Buffistechnology 3: "Press Some Buttons, See What Happens."
Got a question about technology? Ask it here. Discussion of hardware, software, TiVos, multi-region DVDs, Windows, Macs, LINUX, hand-helds, iPods, anything tech related. Better than any helpdesk!
It's probably not recognizing the ” character because the data is labeled with the wrong character encoding. If I were to hazard a guess, JavaScript is expecting the XML to be encoded as utf-8, but the file is actually encoded in cp-1252.
In any event, ” can be represented by the entity ” or ”.
Dear Microsoft:
I use your products. I have stood up for you. For the love of god, please stop auto-updating me and, in the process, wiping out all my display settings. The happy shiny XP displays and the lack of my Serenity desktop get on my last nerve, and I have to reset everything back to my nice soothing monotone.
Seriously, people. I have turned off auto-update. I have gone through various permutations recommended by persons on the web to keep it off. Somehow, auto-update keeps auto turning itself back on.
Also, I am not a PC.
Yours exasperatedly,
Me
(Any suggestions, techistas?)
(Any suggestions, techistas?)
[link]
:: runs and hides ::
t /no help
Ginger, how are you turning off auto-update. Is that an issue? Maybe you need to turn it off permanently? I cannot remember what I did, but on my home computer, it won't auto-update, it only updates when I let it.
In geeky news, my open source application is getting packaged for Debian, making it packaged for at least Ubuntu and Debian now. I feel a bit guilty that I haven't worked on it in a couple of years, but the new developers that signed up have been doing such a great job I don't know what I would do.
I want to pick the collective brain here for a moment.
My screener library here at work is currently about 4000 DVDs held in albums on my windowsill. They take up about 5' of space. Space which I will not have when our office moves downtown next summer.

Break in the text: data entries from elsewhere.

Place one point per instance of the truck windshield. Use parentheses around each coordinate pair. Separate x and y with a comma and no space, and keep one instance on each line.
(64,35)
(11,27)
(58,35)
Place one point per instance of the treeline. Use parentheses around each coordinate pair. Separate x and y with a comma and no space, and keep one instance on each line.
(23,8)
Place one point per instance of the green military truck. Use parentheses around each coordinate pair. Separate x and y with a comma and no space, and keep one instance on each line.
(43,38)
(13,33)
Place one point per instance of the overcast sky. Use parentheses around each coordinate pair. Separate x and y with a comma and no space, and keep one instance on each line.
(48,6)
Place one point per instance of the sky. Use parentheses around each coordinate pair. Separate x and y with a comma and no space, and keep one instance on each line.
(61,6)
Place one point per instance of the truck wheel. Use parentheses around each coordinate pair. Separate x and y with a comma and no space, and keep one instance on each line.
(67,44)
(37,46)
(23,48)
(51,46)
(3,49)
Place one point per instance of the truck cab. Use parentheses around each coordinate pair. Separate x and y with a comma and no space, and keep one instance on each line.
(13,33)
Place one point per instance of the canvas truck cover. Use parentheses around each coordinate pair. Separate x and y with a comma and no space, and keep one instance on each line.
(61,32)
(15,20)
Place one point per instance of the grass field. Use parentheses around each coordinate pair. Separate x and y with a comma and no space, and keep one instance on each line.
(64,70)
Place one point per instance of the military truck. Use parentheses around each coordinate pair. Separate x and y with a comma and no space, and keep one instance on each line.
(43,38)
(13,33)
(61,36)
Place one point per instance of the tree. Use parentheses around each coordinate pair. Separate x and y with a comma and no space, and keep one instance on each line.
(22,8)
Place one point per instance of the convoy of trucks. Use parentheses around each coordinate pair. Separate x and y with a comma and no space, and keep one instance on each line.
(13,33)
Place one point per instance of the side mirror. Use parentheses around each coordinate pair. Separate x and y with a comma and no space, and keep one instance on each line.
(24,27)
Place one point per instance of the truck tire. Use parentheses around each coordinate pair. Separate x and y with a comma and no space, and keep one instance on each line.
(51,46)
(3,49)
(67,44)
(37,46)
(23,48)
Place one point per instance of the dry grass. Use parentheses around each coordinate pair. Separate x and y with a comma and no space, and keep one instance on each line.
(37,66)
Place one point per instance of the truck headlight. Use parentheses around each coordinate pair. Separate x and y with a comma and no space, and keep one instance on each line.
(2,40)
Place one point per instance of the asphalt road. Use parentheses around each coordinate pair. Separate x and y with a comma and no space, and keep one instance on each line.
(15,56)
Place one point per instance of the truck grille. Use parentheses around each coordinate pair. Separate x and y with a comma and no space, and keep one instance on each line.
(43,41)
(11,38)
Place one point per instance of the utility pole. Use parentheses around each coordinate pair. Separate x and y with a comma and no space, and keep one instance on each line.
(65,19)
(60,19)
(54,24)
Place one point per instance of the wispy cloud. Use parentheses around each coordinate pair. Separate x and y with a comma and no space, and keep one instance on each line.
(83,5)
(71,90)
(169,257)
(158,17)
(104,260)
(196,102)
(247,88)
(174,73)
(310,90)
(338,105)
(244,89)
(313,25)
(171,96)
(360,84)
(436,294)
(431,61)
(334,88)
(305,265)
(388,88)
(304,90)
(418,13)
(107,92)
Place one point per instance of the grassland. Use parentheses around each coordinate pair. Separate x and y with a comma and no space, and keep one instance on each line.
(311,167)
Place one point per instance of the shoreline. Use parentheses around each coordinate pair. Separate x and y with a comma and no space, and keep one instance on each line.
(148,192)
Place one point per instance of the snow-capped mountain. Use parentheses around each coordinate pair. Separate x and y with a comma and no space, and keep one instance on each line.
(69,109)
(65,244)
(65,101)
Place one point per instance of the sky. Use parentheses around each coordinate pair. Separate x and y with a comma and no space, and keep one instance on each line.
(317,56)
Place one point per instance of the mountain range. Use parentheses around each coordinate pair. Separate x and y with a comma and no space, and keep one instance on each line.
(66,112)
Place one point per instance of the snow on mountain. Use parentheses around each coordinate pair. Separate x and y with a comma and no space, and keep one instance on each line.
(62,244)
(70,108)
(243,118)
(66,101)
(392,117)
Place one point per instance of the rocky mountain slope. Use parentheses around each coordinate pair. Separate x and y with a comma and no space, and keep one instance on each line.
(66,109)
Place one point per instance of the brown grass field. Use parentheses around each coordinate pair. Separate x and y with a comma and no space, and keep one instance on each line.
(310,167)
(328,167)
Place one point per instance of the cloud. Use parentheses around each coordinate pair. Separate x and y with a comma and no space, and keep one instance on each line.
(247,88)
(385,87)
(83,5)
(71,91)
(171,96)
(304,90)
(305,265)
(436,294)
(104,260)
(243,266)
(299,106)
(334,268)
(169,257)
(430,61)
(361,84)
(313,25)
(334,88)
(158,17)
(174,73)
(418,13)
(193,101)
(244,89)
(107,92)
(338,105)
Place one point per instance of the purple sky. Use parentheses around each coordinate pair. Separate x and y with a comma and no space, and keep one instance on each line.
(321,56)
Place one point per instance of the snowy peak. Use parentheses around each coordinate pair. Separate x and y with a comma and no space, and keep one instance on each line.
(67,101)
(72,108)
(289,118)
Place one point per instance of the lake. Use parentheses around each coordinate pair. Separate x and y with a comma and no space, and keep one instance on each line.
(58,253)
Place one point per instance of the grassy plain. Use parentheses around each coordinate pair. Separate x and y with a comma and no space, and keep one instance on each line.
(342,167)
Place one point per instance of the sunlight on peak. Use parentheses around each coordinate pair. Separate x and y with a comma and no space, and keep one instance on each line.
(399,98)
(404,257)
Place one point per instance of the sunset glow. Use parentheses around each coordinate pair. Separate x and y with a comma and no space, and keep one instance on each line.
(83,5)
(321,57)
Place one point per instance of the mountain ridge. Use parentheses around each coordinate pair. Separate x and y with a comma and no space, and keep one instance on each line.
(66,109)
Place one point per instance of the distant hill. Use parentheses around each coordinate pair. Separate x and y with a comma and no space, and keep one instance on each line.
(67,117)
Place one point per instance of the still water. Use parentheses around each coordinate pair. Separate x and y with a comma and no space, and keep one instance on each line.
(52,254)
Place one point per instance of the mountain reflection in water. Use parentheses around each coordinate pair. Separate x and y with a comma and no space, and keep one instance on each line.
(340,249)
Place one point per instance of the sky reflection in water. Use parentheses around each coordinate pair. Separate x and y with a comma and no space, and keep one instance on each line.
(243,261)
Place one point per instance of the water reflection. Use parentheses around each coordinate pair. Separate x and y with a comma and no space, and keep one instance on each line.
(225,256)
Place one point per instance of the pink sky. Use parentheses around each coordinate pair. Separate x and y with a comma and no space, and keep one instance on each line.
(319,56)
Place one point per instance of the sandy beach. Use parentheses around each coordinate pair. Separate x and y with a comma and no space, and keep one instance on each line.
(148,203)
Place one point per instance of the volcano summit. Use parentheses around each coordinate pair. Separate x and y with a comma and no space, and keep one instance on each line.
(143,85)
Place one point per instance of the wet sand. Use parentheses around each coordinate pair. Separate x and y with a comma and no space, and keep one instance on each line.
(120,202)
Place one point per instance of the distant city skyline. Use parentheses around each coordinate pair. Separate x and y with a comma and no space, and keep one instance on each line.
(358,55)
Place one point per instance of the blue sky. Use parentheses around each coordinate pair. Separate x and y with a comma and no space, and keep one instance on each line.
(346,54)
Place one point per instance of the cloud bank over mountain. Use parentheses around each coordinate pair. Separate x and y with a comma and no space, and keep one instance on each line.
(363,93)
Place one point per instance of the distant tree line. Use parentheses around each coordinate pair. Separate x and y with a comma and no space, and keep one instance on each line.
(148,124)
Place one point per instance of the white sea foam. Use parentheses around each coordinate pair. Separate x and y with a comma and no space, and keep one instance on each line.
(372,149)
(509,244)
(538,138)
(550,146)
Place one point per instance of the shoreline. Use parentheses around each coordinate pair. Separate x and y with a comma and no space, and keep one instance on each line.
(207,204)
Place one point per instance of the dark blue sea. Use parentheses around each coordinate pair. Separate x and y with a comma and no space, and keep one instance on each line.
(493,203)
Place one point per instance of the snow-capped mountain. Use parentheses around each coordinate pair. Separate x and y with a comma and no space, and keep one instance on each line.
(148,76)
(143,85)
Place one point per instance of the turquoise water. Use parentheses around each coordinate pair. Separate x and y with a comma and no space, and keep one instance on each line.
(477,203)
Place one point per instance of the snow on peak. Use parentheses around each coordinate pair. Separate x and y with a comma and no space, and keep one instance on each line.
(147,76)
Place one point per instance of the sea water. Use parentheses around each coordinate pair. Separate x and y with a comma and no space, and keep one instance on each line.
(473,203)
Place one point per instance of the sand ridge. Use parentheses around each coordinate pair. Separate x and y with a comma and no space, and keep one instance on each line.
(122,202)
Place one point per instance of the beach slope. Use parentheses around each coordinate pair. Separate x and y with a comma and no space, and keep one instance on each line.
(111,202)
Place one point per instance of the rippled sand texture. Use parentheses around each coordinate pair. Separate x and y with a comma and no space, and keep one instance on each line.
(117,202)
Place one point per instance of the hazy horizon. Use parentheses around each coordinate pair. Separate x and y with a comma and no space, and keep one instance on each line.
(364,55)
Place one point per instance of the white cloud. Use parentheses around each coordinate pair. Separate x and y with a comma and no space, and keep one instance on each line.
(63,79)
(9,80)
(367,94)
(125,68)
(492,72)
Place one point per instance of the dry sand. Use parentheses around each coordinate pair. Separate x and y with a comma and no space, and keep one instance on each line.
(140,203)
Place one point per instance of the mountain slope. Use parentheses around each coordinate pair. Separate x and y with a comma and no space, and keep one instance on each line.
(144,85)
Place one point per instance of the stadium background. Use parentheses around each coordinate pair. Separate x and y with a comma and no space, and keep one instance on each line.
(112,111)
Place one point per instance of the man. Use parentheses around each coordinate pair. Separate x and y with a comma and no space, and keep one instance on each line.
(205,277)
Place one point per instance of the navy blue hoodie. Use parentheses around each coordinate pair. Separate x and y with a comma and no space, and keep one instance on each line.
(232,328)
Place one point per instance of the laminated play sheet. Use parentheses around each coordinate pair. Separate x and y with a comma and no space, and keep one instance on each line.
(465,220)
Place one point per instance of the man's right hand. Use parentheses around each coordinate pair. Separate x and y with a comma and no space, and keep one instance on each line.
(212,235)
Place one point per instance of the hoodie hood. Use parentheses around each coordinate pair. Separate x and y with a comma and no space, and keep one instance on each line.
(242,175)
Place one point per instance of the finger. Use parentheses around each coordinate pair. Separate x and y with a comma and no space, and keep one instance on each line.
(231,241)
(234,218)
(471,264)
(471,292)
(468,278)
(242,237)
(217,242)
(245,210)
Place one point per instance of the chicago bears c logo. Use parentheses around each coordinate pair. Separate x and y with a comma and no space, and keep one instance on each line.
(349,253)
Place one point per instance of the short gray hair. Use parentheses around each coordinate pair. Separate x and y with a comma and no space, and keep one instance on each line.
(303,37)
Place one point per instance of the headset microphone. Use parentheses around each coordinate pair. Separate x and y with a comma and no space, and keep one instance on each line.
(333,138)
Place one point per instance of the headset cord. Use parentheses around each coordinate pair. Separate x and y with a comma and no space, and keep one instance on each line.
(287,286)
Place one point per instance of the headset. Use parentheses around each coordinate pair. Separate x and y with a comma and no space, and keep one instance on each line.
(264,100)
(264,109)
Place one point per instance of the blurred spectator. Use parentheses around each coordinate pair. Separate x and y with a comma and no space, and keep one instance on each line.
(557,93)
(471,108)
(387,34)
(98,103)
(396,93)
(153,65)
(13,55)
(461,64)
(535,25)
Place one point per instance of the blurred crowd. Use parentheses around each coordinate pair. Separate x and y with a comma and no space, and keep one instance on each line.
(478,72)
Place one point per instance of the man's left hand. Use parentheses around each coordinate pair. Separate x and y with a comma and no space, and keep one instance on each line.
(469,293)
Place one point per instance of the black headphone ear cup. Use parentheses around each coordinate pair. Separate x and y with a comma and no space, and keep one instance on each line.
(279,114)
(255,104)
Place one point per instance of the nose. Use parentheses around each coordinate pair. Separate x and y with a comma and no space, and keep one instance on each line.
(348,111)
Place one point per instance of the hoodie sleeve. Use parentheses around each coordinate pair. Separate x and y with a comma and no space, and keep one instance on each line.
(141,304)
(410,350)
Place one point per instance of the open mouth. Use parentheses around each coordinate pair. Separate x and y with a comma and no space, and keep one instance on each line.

Basically, I need to find a way to digitize the entire library so it can be held on a network-accessible server FOR FREE because I have no budget for this. The files need to be accessible over the corporate intranet for the sales team to screen (we all have VLC so almost any codec will do), AND I need to be able to lay them to DVD for our clients.
I'm open to pretty much any suggestion. The only requirement is it has to be dead cheap.
Unpaid intern!
For the technology parts, I got nothin'.
I transcode my DVDs to MP4/MP3 packaged in AVI on Linux using Mencoder and acidrip to set up the transcoding script, it's free but awfully techy. You have to jump though a hoop to get the DVD decoder installed as well.
Mencoder might work on Mac but I don't know how to get the DVD decoder in the Mac world, or a Mac frontend application to set up the script. Though, I suppose once you have a working script you can probably use it generically for any DVD. You could also use Xvid instead of MP4.
I use tovid to make and burn DVDs, but I've never done it with one of my AVI files.
Jessica,
do you have network space for all of this, because that's a lot of space.
If you have network space, all you really need is time to rip the DVDs. I'm not sure what kind of machine you are on, but there are free DVD ripping tools on PC and Mac. If you do them while you are working on other things, you can probably do 5-10 a day.
I think the technology part also comes down to "unpaid intern". I know Jess is familiar with the usual Mac ripping options and the amount of storage space it'll take, but the sheer repetitive drag of it, if you don't want to be spending the next freaking year ripping DVDs, is honestly one of the things that keeps a lot of archives and libraries and such from digitizing mass quantities.